Dunga, Dunga

27. Juni 2015


Brasiliens Nationaltrainer Carlos Dunga steht in der Kritik. Das ist nicht neu. Doch diesmal geht es nicht um Training und Taktik, sondern um eine Äußerung, die Dunga fallen ließ, als er sich wieder mal zu Unrecht kritisiert fühlte: „Ich habe ja schon das Gefühl, dass ich afrikanischstämmig sei, so wie ich es abkriege, und es gern habe, einzustecken“. Zunächst einmal ist das eine Situationsbeschreibung: Dunga meint, dass er „es abkriegt“ wie ein afrikanischstämmiger Brasilianer, also: vermehrt, ungerechterweise, willkürlich.

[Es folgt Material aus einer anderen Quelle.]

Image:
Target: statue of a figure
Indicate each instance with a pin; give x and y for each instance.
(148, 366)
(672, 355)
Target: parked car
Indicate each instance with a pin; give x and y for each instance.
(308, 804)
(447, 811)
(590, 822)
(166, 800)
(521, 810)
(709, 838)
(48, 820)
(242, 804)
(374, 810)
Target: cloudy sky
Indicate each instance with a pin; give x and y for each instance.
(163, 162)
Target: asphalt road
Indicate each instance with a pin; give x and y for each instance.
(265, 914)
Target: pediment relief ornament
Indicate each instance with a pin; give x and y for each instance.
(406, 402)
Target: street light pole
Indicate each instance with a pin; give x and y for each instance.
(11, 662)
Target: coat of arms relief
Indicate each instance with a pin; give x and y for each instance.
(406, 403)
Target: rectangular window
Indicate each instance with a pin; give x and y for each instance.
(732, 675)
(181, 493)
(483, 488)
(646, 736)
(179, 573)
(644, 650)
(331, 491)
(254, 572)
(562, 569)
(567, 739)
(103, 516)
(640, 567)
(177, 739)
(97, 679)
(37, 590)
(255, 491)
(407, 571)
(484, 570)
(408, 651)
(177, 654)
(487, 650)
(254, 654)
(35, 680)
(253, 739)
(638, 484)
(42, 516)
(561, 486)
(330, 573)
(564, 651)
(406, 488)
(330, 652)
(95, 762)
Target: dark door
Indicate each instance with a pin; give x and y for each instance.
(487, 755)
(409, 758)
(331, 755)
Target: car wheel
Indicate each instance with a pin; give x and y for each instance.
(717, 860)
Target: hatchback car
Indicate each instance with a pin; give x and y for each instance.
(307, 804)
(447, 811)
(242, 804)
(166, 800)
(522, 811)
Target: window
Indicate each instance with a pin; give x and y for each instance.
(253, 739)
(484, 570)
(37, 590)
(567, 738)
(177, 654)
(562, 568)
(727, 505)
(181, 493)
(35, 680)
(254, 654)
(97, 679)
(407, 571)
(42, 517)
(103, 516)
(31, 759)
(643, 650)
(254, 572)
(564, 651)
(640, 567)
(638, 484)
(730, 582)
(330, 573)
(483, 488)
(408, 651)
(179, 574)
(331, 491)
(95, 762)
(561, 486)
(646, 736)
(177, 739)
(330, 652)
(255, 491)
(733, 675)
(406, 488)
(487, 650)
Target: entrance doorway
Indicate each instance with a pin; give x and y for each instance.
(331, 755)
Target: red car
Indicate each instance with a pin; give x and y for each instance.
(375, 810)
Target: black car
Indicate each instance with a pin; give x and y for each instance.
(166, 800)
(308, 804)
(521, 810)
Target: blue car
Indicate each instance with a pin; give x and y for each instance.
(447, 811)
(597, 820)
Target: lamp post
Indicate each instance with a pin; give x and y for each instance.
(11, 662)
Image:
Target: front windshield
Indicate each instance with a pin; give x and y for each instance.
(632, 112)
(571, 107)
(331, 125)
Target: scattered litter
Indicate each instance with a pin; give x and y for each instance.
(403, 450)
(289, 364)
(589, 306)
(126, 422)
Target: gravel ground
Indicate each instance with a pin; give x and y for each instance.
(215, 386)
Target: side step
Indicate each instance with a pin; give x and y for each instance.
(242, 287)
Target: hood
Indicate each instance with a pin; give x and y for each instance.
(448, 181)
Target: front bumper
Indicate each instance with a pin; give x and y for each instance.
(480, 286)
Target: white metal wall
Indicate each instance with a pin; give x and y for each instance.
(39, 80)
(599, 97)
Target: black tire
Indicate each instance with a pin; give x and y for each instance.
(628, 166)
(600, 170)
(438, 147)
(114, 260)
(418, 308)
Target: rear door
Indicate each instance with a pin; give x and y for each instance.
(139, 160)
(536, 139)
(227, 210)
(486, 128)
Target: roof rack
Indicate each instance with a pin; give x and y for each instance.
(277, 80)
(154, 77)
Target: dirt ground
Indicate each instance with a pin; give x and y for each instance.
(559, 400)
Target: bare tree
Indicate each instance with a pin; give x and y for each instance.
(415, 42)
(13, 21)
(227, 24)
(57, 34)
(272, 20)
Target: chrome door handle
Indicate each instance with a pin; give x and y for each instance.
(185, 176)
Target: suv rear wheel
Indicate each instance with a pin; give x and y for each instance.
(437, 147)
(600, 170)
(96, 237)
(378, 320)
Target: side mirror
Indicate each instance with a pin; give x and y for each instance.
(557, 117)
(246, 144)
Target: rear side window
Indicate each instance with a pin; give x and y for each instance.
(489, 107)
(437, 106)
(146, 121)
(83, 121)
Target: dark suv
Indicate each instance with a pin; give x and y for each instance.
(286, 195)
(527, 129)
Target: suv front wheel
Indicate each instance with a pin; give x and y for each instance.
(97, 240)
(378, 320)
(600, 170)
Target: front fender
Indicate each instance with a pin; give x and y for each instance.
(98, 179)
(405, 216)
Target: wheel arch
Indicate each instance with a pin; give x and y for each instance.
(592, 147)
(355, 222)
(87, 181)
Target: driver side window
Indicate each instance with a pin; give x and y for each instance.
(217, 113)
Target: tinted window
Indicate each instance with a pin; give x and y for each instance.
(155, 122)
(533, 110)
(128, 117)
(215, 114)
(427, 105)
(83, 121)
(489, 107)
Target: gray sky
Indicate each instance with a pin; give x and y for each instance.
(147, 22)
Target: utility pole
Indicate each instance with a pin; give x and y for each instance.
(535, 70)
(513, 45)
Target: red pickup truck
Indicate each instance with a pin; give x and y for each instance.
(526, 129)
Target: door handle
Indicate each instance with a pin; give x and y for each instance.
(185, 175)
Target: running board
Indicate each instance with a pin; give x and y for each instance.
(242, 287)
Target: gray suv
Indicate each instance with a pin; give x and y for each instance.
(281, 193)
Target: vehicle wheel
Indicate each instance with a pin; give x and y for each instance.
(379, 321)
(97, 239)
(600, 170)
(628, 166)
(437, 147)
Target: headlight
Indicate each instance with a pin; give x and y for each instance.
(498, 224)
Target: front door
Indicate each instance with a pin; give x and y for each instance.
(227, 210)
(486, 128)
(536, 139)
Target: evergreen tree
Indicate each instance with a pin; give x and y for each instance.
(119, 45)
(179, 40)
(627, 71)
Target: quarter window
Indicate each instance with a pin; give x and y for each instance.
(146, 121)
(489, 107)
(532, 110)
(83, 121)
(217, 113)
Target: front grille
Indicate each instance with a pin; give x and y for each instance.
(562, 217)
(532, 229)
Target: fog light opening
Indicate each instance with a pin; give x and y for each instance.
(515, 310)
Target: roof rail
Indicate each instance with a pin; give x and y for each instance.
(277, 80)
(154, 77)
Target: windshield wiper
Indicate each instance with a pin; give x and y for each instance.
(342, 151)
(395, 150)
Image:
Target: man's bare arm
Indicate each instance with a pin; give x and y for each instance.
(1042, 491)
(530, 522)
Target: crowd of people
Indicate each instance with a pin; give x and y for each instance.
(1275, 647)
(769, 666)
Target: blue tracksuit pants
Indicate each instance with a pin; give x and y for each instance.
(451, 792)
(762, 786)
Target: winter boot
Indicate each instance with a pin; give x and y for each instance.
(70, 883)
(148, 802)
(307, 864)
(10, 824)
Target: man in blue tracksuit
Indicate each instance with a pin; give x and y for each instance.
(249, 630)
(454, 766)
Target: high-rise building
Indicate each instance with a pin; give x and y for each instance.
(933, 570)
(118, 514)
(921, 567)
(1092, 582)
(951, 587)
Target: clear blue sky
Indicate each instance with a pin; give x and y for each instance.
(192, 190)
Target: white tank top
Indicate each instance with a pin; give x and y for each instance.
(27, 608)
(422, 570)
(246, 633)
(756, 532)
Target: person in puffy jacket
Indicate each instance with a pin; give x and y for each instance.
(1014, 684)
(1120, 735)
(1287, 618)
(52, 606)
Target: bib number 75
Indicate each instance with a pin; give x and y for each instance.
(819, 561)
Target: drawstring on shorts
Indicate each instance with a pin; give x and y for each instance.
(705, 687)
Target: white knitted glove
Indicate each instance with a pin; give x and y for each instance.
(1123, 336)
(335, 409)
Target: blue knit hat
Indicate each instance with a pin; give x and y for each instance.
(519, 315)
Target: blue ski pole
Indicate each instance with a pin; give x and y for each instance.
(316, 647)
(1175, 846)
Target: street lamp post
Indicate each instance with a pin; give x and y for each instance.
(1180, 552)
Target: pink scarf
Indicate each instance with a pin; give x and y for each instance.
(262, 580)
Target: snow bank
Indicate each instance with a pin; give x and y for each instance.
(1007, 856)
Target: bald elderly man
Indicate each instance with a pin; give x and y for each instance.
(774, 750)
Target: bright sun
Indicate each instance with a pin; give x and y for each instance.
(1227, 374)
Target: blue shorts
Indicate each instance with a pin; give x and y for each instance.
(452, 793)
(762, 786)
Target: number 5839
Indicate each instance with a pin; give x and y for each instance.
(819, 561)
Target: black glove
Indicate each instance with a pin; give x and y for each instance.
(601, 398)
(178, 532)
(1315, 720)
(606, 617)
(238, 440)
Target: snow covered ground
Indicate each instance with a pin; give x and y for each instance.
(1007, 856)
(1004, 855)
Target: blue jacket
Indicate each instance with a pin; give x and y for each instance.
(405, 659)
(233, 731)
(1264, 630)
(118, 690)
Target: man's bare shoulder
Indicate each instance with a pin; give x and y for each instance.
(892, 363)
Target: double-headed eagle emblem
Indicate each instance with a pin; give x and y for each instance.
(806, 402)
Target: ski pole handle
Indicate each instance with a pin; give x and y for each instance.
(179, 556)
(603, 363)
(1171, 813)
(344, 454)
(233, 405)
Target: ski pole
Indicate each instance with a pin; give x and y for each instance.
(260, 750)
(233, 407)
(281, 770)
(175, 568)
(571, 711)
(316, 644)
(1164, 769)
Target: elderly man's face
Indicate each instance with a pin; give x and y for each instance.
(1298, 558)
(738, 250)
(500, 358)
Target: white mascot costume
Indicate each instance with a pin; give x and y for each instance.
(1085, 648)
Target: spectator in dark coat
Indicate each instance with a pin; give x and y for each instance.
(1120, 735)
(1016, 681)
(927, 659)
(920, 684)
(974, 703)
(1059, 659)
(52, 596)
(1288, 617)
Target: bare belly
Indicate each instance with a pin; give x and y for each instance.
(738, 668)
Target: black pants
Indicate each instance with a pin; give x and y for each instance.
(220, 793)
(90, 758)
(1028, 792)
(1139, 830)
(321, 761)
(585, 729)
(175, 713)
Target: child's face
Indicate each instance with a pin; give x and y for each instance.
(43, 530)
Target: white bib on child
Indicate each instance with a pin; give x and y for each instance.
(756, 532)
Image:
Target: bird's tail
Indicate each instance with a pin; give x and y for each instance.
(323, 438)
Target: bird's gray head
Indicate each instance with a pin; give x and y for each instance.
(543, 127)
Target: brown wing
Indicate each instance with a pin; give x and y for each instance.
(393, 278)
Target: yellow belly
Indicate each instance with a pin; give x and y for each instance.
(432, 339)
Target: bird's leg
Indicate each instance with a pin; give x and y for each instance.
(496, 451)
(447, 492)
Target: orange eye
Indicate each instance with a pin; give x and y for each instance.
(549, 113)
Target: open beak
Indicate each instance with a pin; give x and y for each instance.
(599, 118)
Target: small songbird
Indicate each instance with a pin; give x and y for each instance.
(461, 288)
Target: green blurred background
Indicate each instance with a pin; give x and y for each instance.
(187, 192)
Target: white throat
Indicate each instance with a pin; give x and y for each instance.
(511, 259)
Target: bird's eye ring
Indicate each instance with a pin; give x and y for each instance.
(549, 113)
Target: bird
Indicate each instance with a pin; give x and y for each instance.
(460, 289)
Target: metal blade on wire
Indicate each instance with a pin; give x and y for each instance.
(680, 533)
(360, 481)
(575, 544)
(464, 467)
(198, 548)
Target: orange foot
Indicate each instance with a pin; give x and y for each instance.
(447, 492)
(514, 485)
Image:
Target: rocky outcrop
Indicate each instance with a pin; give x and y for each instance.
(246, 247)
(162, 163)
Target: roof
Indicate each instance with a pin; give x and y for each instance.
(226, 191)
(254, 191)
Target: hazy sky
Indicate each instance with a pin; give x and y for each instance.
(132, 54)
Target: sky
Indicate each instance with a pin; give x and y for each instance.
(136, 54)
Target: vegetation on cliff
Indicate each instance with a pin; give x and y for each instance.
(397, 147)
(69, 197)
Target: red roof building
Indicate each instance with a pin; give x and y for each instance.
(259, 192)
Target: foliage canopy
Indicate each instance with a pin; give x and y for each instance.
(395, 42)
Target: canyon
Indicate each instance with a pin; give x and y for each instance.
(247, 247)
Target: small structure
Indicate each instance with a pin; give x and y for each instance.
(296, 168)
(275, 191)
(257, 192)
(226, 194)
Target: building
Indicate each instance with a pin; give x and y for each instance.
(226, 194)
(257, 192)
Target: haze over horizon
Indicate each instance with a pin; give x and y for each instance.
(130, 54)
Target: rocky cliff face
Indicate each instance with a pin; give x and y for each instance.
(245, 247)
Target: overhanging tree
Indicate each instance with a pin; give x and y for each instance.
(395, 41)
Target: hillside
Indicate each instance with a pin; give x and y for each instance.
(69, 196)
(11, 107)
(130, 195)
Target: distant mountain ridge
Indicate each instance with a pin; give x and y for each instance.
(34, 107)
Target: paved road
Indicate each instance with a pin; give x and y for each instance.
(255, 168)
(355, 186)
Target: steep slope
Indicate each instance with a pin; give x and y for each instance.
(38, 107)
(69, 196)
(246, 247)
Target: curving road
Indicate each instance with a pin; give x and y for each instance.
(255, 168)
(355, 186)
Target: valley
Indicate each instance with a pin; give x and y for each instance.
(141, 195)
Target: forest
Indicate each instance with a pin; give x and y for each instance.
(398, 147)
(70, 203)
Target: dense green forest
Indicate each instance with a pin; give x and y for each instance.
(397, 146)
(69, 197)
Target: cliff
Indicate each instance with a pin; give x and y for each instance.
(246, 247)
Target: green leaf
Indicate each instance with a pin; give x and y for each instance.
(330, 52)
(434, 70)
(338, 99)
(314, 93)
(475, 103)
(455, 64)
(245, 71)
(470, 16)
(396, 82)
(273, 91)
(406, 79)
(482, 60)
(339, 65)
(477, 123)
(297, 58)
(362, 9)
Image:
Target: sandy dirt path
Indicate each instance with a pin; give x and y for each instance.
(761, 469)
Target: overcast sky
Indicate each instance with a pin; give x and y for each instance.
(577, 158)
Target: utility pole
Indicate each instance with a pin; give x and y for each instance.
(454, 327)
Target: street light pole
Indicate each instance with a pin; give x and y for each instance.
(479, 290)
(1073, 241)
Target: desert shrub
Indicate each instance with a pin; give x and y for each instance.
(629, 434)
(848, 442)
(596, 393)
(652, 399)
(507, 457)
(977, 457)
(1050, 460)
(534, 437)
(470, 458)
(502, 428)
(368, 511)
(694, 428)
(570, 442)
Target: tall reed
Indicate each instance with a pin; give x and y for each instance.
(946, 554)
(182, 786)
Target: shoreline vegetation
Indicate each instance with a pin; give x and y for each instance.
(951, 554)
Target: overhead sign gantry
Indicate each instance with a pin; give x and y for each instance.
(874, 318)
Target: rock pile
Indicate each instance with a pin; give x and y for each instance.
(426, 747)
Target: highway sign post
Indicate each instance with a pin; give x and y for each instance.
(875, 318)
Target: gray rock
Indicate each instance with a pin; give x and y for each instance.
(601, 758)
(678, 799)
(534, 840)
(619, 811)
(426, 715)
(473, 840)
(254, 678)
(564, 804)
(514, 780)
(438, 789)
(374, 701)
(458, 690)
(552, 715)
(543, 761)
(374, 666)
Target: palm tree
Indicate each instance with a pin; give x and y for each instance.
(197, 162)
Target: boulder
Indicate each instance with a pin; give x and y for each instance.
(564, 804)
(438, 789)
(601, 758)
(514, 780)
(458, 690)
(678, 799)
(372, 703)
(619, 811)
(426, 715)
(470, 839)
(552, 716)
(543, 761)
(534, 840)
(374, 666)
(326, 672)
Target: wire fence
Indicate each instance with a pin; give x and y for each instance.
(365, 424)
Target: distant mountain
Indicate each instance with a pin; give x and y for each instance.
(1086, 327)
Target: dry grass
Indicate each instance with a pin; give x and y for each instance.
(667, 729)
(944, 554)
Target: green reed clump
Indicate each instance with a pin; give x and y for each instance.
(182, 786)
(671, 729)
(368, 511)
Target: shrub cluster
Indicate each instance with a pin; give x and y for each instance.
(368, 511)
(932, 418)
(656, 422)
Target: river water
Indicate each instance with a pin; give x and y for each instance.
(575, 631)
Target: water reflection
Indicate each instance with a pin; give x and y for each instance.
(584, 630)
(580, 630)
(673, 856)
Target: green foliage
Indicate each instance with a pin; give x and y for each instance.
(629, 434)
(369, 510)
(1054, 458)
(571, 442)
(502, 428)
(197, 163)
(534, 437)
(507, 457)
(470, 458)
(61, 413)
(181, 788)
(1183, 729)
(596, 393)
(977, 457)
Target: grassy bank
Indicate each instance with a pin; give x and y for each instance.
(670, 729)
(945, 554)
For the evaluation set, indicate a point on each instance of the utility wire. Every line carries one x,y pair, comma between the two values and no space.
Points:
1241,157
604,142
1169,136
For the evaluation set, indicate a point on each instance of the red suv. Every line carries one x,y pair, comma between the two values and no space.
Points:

Dahinter steht: Wer in Brasilien afrikanischstämmig ist, kriegt mehr ungerechte und willkürliche Kritik ab als derjenige, welcher nicht afrikanischstämmig ist. Man geht mit afrikanischstämmigen Brasilianer schlechter um. So weit, so erschreckend. Nicht Dungas Äußerung, sondern die Lage in Brasilien.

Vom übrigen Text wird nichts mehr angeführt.